A sinking fund is a type of fund that is created and set up purposely for repaying debt. The owner of the account sets aside a certain amount of money regularly and uses it only for a specific purpose.
Mandatory Sinking Fund Requirements means amounts required by proceedings to be deposited in a year or fiscal year in a bond retirement fund for the purpose of paying the principal of securities that is due and payable in a subsequent year or fiscal year.
A capital works fund (previously called a 'sinking fund') is used to pay for capital expenses when they happen. Capital expenses include: painting or repainting common property. replacing or repairing the common property.

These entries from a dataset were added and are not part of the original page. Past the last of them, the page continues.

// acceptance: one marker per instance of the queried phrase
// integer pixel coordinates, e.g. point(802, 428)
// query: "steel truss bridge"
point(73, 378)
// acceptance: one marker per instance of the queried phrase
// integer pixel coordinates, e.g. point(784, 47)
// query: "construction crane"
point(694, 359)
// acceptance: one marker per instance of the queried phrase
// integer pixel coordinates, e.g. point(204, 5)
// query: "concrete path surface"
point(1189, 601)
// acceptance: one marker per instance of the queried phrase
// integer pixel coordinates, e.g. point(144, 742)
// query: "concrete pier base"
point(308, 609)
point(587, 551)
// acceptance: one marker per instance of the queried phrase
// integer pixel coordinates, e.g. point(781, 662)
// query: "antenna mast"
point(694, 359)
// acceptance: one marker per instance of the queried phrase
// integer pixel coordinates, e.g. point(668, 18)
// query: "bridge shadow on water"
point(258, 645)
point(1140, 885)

Answer and Explanation: The following statements are correct: c. Sinking fund provisions sometimes turn out to adversely affect bondholders, and this is most likely to occur...
What is the sinking fund factor How and why is it used quizlet?
How and why is it used? A sinking-fund factor is the reciprocal of interest factors for compounding annuities. These factors are used to determine the amount of each payment in a series needed to accumulate a specified sum at a given time. To this end, the specified sum is multiplied by the sinking-fund factor.
Terms in this set (16)
A sinking fund typically requires no call premium. provision that requires the corporation to retire a portion of the bond issue each year. The purpose of the sinking fund is to provide for the orderly retirement of the issue. A sinking fund typically requires no call premium.